Secondo l’Unwto, entro il 2030 il mercato del “turismo esperienziale” aumenterà del 57%. Oggi gli ospiti ricercano il genius loci, nuovi “paesaggi culturali” dove incontrare persone vere con quali poter condividere un’esperienza, partecipando attivamente e in prima persona alle attività locali, andando a scavare nelle tradizioni, negli usi e nei costumi. “La domanda non è solo ‘dove voglio andare?’ ma ‘quale esperienza voglio vivere?’ – esordisce Giancarlo Dell’Orco, fondatore dell’associazione Networking scuola turismo e territorio -. I viaggiatori vogliono qualcosa di più di una bella esperienza, desiderano sapere cosa quel brand (un territorio, la comunità locale, il prodotto) rappresenta e cosa lo rende unico. Lo diciamo ormai da anni, le parole chiave sono autenticità e identità”.
Riprendendo un argomento che avevamo cominciato in questo articolo, Dell’Orco ci aggiorna sui quattro anni di formazione erogata dall’associazione e di come la professione del destination manager abbia preso corpo. “Le relazioni e il lavoro per costruirle sono considerate una nuova valuta – continua -. Realtà territoriali disarticolate e degradate, comunità locali poco coese e conflittuali, non possono certo immaginarsi competitive ed attraenti nel prossimo futuro. Per queste ragioni occorre ‘formare’ e attivare comunità ospitanti che siano autenticamente accoglienti, veri e propri gruppi di marketing territoriale (giovani, imprenditori, residenti) motivati ad instaurare relazioni all’interno del proprio territorio, per essere attraenti e, al contempo, anche attrattivi”.

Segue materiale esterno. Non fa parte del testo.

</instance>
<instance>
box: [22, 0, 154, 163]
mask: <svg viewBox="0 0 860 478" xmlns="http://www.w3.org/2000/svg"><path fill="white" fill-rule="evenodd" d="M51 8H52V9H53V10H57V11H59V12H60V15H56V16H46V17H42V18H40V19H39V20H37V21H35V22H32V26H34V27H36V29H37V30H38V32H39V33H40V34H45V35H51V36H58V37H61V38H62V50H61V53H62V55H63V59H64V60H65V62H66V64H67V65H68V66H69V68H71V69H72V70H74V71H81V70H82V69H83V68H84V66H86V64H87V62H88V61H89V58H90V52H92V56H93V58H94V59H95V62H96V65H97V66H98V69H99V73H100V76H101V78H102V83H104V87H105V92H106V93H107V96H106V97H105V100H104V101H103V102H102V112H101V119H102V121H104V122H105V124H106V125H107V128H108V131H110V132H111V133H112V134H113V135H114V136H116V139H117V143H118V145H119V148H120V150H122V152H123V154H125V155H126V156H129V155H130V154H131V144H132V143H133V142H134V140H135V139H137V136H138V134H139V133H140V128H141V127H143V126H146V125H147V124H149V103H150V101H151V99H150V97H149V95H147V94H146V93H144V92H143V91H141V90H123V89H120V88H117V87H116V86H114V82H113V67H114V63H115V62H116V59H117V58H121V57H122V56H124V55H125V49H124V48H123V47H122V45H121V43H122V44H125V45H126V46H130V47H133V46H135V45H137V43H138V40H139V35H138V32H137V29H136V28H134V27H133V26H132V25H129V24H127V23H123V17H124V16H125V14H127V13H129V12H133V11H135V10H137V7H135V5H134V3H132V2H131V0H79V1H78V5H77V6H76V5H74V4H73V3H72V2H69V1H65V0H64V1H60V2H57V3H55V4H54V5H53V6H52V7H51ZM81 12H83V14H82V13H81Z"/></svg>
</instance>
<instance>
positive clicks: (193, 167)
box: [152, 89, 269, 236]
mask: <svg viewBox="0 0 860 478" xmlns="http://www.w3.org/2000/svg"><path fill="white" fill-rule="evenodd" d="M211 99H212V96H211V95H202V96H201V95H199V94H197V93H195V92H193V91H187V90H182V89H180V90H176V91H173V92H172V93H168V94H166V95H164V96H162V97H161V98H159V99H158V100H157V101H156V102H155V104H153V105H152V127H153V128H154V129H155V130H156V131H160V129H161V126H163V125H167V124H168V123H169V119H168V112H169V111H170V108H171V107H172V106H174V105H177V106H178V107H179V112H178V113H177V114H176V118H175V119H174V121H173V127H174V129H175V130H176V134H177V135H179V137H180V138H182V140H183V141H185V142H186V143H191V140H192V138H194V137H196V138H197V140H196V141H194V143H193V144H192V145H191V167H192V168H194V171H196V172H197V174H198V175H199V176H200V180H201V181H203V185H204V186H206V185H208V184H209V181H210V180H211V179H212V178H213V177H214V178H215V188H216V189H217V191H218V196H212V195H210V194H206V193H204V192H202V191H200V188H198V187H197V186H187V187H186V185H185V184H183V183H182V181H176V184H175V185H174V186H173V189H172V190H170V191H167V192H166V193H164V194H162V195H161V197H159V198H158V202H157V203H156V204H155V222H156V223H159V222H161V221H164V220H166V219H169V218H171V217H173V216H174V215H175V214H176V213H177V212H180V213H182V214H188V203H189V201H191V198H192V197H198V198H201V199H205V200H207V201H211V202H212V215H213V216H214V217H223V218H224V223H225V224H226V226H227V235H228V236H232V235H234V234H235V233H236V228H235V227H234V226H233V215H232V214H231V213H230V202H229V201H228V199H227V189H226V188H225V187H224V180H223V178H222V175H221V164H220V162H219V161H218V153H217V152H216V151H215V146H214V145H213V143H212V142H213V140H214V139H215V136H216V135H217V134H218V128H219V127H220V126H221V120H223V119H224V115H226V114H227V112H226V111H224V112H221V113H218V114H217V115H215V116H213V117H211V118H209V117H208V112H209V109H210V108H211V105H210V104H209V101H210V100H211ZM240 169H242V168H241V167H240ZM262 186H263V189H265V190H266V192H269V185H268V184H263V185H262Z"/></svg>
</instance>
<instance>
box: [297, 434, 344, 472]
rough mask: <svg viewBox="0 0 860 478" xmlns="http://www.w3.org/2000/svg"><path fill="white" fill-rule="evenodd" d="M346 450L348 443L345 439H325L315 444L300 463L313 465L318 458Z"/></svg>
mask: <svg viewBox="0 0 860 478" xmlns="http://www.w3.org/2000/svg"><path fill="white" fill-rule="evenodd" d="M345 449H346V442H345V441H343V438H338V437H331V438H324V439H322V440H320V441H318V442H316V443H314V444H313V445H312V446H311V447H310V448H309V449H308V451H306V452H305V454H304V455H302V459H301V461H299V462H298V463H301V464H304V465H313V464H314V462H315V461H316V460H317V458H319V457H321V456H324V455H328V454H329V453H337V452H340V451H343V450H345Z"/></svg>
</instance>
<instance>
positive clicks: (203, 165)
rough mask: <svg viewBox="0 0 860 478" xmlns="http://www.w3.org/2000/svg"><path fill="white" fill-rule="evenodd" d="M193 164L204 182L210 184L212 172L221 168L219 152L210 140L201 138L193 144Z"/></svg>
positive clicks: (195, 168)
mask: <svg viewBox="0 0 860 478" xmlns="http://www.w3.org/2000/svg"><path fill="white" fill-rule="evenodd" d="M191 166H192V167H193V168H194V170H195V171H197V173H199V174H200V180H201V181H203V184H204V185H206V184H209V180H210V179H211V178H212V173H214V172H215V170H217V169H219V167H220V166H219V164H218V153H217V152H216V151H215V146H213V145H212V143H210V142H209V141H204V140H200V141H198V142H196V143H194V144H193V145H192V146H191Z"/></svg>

I bisogni dei turisti che cambiano fanno nascere nuove figure professionali in un approccio più evoluto del marketing territoriale: “Sviluppiamo attenzione al ‘target interno’, ai piccoli imprenditori, ai cittadini residenti e ai giovani studenti; diventano protagonisti con una voce importante nel raccontare”.
Dalla scuola superiore
Dell’Orco ha trascorso oltre quattro anni tra gli istituti di scuola superiore a vocazione turistica della provincia di Grosseto (alberghiero, sportivo, enogastronomico, turistico, linguistico, nautico). Da questa esperienza, l’associazione “Aps Networking Scuola Turismo e Territorio” del progetto Maremma Networking ha creato opportunità professionali al servizio delle imprese, generando nuove competenze.
“Le ore trascorse nelle classi, la didattica territoriale, l’alternanza scuola lavoro, i docenti, i dirigenti e tutti gli studenti che ho incontrato – spiega – hanno sempre più rafforzato in me questo senso di aggregazione, convincendomi quanto il coinvolgimento di un territorio, nella sua infinità complessità, possa dar vita a processi di sviluppo e di conoscenza, generando opportunità a km zero”.
Attraverso il progetto Erasmus+ Vector promosso da Regione Toscana e Università di Firenze, Dell'Orco ha esteso il confronto a una community internazionale di Spagna, Portogallo e Grecia. “Dobbiamo innovare il profilo di una figura professionale sottovalutata, quella del destination manager: individuare le eccellenze sul territorio, confezionare programmi turistici emozionanti, infine sviluppare relazioni per promuoverli su canali diretti e con i tour operator incoming”, conclude. p.ba.